Title :
Refinements of regression-based context-dependent modelling of deep neural networks for automatic speech recognition
Author :
Guangsen Wang ; Khe Chai Sim
Author_Institution :
Sch. of Comput., Nat. Univ. of Singapore, Singapore, Singapore
Abstract :
The data sparsity problem of context-dependent (CD) acoustic modelling of deep neural networks (DNNs) in speech recognition is addressed by using the decision tree state clusters as the training targets. The CD states within a cluster cannot be distinguished during decoding. This problem, referred to as the clustering problem, is not explicitly addressed in the current literature. In our previous work, a regression-based CD-DNN framework was proposed to address both the data sparsity and the clustering problems. This paper investigates several refinements for the regression-based CD-DNN including two more representative state approximation schemes and the incorporation of sequential learning. The two approximations are obtained based on the statistics learned from the training data. Sequential learning is applied to both broad phone DNN detectors and the regression NN. The proposed refinements are evaluated on a broadcast news transcription task. For the cross-entropy systems, the two approximations perform consistently better than our previous work.

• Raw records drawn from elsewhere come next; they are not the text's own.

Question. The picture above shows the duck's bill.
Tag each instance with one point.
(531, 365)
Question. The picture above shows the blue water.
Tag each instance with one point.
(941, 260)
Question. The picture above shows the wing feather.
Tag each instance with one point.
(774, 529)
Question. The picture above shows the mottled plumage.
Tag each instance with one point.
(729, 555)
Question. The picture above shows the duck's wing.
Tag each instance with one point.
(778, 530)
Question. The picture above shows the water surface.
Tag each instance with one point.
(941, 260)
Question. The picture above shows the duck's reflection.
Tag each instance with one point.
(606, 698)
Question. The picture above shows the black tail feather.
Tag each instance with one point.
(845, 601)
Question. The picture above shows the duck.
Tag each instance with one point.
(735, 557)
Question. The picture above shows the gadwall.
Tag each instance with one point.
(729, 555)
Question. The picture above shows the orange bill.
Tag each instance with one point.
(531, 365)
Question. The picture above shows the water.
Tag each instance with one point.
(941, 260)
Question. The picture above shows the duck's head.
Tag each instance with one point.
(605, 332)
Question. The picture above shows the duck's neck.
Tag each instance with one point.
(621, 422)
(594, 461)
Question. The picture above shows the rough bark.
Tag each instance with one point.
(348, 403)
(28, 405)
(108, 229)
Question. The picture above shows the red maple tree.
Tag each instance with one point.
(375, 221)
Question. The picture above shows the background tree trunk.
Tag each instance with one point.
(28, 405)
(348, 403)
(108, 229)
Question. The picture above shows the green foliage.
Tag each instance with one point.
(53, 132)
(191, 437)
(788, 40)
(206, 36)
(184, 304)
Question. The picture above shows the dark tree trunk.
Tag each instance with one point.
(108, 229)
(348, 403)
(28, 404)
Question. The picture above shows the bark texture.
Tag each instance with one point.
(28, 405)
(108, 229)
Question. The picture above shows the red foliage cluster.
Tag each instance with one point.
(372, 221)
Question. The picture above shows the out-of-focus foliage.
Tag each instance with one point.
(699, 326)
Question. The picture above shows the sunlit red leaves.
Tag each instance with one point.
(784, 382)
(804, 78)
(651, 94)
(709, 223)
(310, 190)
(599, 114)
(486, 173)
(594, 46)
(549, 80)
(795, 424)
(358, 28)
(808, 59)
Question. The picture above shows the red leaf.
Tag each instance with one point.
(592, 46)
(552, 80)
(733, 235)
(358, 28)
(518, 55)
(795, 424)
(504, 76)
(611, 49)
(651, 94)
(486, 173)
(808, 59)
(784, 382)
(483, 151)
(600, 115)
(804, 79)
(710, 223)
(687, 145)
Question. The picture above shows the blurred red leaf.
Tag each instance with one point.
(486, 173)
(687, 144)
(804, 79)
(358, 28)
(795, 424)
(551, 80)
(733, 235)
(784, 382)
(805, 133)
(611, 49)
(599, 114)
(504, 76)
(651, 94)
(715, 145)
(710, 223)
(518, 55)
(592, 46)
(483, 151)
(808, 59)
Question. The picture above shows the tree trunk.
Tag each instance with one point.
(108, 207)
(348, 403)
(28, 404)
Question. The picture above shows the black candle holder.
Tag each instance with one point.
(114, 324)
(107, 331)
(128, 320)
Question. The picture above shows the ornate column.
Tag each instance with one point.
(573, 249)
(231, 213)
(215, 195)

Consistent performance gain over the corresponding cross-entropy trained systems is also observed for both the baseline CD-DNN and the regression model with sequential learning.
Keywords :
decision trees; learning (artificial intelligence); neural nets; regression analysis; speech recognition; CD acoustic modelling; baseline CD-DNN; broad phone DNN detectors; broadcast news transcription task; clustering problem; context-dependent acoustic modelling; cross-entropy trained systems; data sparsity problem; decision tree state clusters; deep neural networks; regression-based CD-DNN framework; representative state approximation schemes; sequential learning; speech recognition; training targets; Approximation methods; Detectors; Hidden Markov models; Mathematical model; Neural networks; Speech recognition; Training; Articulatory Features; Canonical State Modelling; Context Dependent Modelling; Deep Neural Network; Logistic Regression; Sequential Learning;
Conference_Titel :
Acoustics, Speech and Signal Processing (ICASSP), 2014 IEEE International Conference on
Conference_Location :
Florence
DOI :
10.1109/ICASSP.2014.6854155